The house’s bedrooms were higher than the rest of the house and their windows looked down on the garden, a good vantage position to be. It also had, as repeatedly recommended, a strong “rape gate” (a rather straight but commonly used terminology to indicate the gate that isolates you and your family in the bedrooms while thieves steal your electronic stuff) fitted with two enormous padlocks housed inside steel tubing, very difficult to reach from the outside of the gate.

The house came with a caretaker called Mr. Phiri (not his real name) [2], highly recommended by Mrs. Wilson (not her real name), a former stewardess of the Union de Transports Aériens (UTA) [3], and the owner of the house.

As it was common those days, the house had a good vegetable garden that also came with a gardener called Mr.
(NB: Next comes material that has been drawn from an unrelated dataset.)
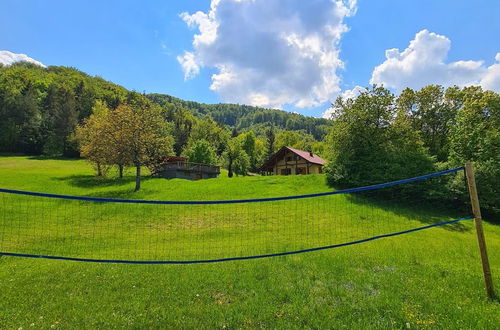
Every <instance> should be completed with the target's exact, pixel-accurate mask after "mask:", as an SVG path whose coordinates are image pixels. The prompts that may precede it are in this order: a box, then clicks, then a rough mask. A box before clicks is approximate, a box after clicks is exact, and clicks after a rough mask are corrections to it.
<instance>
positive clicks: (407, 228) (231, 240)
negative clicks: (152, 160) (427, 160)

Lemek as well as an ample enclosure where we found a few hens and ducks as well as a number of rabbits housed in cages. Luckily, Mr. Lemek took care of both vegetables and animals and soon we added four Rhode Island Reds that produced lots of eggs all over our stay while the rabbit meat was mainly consumed by our house staff.

We installed “panic buttons” that, if pressed, would bring a contingent of guards that would enter the property to deal with the problem. We also recruited our own security guard, Mr. Nelson, an elderly gentleman that mostly sat in his guard house reading the Bible from his arrival at 18hs until he fell sleep, as most security guards do, until his shift was over at 6hs. There were also two resident dogs, Nero and Ginger, that we decided to keep as we were told that they were good guard dogs and they got on well with Mr. Nelson. In addition, we also were provided with a United Nations VHF radio to be used in emergencies.

Aware that security guards were usually the ones suffering injuries during armed robberies in Lusaka, we gave Mr. Nelson a whistle and instructed him to blow it if he saw something unusual and to run towards the staff houses at the back where he could seek refuge among the other people staying there, our gardener and the caretaker. Despite my objections, he insisted on keeping his catapult for which he made perfectly rounded clay balls to use as ammo.

The recommendation of getting a fire arm seemed very reasonable to us hearing of all incidents that were taking place in the city so I got a shotgun and a few cartridges that I was meant to use as a final line of defense in case the robbers attempted to break our final gate. Although I had shot partridge and hares in Uruguay during my youth, I am not a fan of firearms so, I disassembled, packed it carefully and hid it inside a trapdoor in the ceiling of our bedroom where I expected it to be for all the time we would be there.

So, we moved in although we only had very few personal effects for the reasons named in my earlier post and that took five months in arriving! It soon became clear that all we had been told about the insecurity was true and shooting was heard almost every night and we knew of several neighbours that would come out at night and shoot in the air in an effort to deter would be robbers! In addition, there was a “neighbourhood watch” formed by some neighbours accompanied by the police that would patrol the various neighbourhoods. I declined the invitation to join but, for a while, contributed financially to its operation.

Clearly Zambia was wild, and we had not yet seen the bush!

[1] Nyanja or Chewa is a Bantu language spoken in Malawi and Zambia, where it is an official language.

[2] People in Zambia were always referred as Mr. or Mrs., I believe this was due to Kaunda’s humanism emphasis on respect.

[3] UTA flew weekly to Lusaka until 1992 when it was taken over by Air France.